Where the CBR150R really stands out, and everyone from office who’s ridden the bike agrees with this, is that this baby Ceeber has possibly one of the best riding postures amongst any of the bikes we currently have in India, or at least amongst the ‘Indian sportbikes’. The seat is wide and comfy, the position of the footpegs is rear-set but not too extreme, the drooping handlebars are not too outstretched nor are they too low, and the recessed tank has a near perfect shape and width to lock one’s knees on either side, but at the same time not feel like one is straddling something ungainly. Even though you’re sitting in a slight race crouch, there is almost no pressure on your back or your wrists. Combined with the brilliant handling dynamics, the CBR150R is fun to ride everywhere – whether on straight highways or twisty mountain roads.

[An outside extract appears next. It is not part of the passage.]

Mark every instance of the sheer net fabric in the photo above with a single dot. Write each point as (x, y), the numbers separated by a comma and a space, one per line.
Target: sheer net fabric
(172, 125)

The handling really is something else. Changing directions is a smooth and precise process, and once leaned over, the stability really inspires tonnes of confidence to go faster and faster. In fact, it’s far easier to reach the limit of the standard Zapper Q tyres on this bike, than it is to reach the limit of the chassis, and that too by a huge margin. But this of course can be easily remedied with better replacement rubber. Overall the refinement of the Honda engine, even though it does sound a little gruff, warps all sense of speeds. You could be blasting down at 100+km/h, but you’d swear you’re not a notch over 60. And you’d only realise it when it was time to start braking. And speaking about brakes, the CBR150R has some of the best brakes in the business. Stopping power is good and it can pull up to a stop from 80km/h in just 22.6 metres, but it’s the feedback that will leave you astounded. Every time you squeeze the lever, you know exactly how much stopping force up for grabs and the precision, not the aggression, with which you’ll shed speed is nothing short of stunning.


Next Page: Verdict



Honda CBR150R rear



So, what’s the word?

In one word, brilliant! I mean, yes, there are some slight niggles here and there. The plastics and switch gear quality is not becoming of a bike with this large a price tag. And the price tag? Well, that’s a cool Rs 1.19 lakh ex-showroom Delhi – that’s over ten grand more than the Yamaha R15 V2.0 and a couple of grand more than the extremely desirable KTM 200 Duke. And yes, below the powerband, it moves like a little commuter bike. I guess, the biggest gripe with the CBR150R is that when you get on the bike, it doesn’t feel like something that should cost over a lakh and thirty thousand rupees. But that, by no means, is the complete story and leaving it there would be doing a great injustice to this bike. All you need to do is take it for a ride on winding roads (or even a race track if you have access to one) to realise the point of this bike – a realisation which doesn’t creep in, but in fact hits you like a fully loaded freight train coming the other way.